A Saint-Pétersbourg, la "Marche du désaccord" a mobilisé l'opposition russe
LE MONDE | 06.03.07 | 15h33 • Mis à jour le 06.03.07 | 15h50
Organisée samedi 3 mars à Saint-Pétersbourg par l'opposition russe, la "Marche du désaccord" a connu un tel succès que ses concepteurs prévoient de convoquer une nouvelle manifestation, mais à Moscou cette fois, le 14 avril. "Nous espérons rassembler 10 000 manifestants", a indiqué, lors d'une conférence de presse à Moscou, lundi 5 mars, l'écrivain Edouard Limonov, assis à côté de l'ancien champion du monde d'échecs Gary Kasparov.
"C'est l'action la plus massive jamais organisée dans la Russie de Poutine", s'est félicité l'ancien champion. Les deux hommes animent, avec l'ancien premier ministre russe (de 2000 à 2004) Mikhaïl Kassianov, le mouvement Une autre Russie, créé à l'été 2006 pour fédérer l'opposition au président Vladimir Poutine. Ignoré des médias officiels, harcelé, marginalisé, le mouvement peinait jusque-là à se faire entendre.Une précédente "Marche du désaccord", organisée le 16 décembre 2006 à Moscou, avait tourné court. La municipalité avait alors déployé un tel dispositif de police (forces antiémeute, chiens policiers, hélicoptères) que les manifestants étaient à peine visibles. Quelques jours avant, le siège du Forum civique, le parti de Gary Kasparov, avait été perquisitionné.
Logé à la même enseigne, Mikhaïl Kassianov avait vu l'annonce de sa candidature à la présidentielle, en juillet 2006, accueillie par l'ouverture d'une enquête contre lui dans une affaire d'acquisition illégale d'une résidence secondaire. Plus encore que les autres, le Parti national bolchevique (NPB), dirigé par Edouard Limonov, est dans le collimateur du Kremlin. Ses militants, partisans d'actions violentes - comme le saccage du hall de l'administration présidentielle en décembre 2004 - sont régulièrement jugés et condamnés à la prison.
COUPS DE MATRAQUE
Aux yeux des médias officiels, ces jeunes gens portant des brassards ornés de la faucille et du marteau sont des "fascistes", bien qu'ils n'aient jamais adhéré aux idées xénophobes véhiculées par des partis ayant pignon sur rue (le Parti libéral-démocrate de Russie, LDPR, de Vladimir Jirinovski, ou le parti Rodina - La Patrie - représentés à la Douma).[Ou bien l'auteur de l'article est ignorant ou alors totalement de mauvaise foi].
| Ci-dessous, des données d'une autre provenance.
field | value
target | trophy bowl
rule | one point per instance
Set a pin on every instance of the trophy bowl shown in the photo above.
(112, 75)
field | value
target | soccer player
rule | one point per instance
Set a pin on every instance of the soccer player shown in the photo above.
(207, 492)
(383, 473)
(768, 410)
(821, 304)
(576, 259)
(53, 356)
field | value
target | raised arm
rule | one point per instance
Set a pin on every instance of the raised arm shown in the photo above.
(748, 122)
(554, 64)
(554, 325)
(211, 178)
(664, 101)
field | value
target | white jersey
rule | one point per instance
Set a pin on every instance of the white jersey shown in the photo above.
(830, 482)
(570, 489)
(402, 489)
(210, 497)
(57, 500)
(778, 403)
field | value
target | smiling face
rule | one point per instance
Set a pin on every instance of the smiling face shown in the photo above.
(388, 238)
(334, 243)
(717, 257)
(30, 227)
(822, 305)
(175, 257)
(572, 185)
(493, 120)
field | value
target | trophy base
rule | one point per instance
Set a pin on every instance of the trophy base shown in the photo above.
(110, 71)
Samedi, pour la première fois, la voix d'Une autre Russie a été entendue. Interdite par la municipalité, la "Marche du désaccord" a mobilisé environ 5 000 personnes dans la ville natale du président russe. Aux cris de "La Russie sans Poutine !", et de "Rendez-nous les élections !", les manifestants, malgré une pluie de coups de matraque - 3 000 policiers antiémeute avaient été mobilisés -, ont réussi à briser le cordon de police et à se diriger vers la Perspective Nevski, la principale artère de la ville des bords de la Néva, transformant le rassemblement - autorisé - en marche interdite. Cent treize personnes ont été arrêtées.
"Celui qui est venu ici a surmonté la peur, le dernier soutien de ce régime", a harangué Gary Kasparov. Les autorités municipales, il est vrai, n'avaient pas ménagé leurs efforts pour dissuader la population de répondre à l'appel des opposants, faisant diffuser des annonces dans le métro avertissant que les forces de l'ordre se montreraient sans pitié, arrêteraient les militants et perquisitionneraient leurs domiciles.
Le gouverneur, Valentina Matvienko, une proche du Kremlin, avait appelé la population à ne pas se rendre au rassemblement. Les manifestants lui ont répondu en réclamant sa démission et en fustigeant le projet architectural de Gazprom - soutenu par Mme Matvienko - d'ériger dans le centre historique de la ville son nouveau siège : une "tour du gaz" haute de 300 mètres.
Ce sursaut de l'opposition intervient au moment où le Kremlin cherche à restreindre les libertés politiques à l'approche de l'élection présidentielle de mars 2008, craignant qu'une "révolution de velours" ne se produise en Russie.
Bon connaisseur de la révolution de février 1917, qu'il donne à voir dans la fresque historique La Roue rouge, l'écrivain Alexandre Soljenitsyne, 88 ans, s'est récemment alarmé : "Il est amer de constater que certaines des conclusions alors établies (au moment de la rédaction du livre, entre 1980 et 1990) peuvent parfaitement être transposées aux désordres alarmants d'aujourd'hui."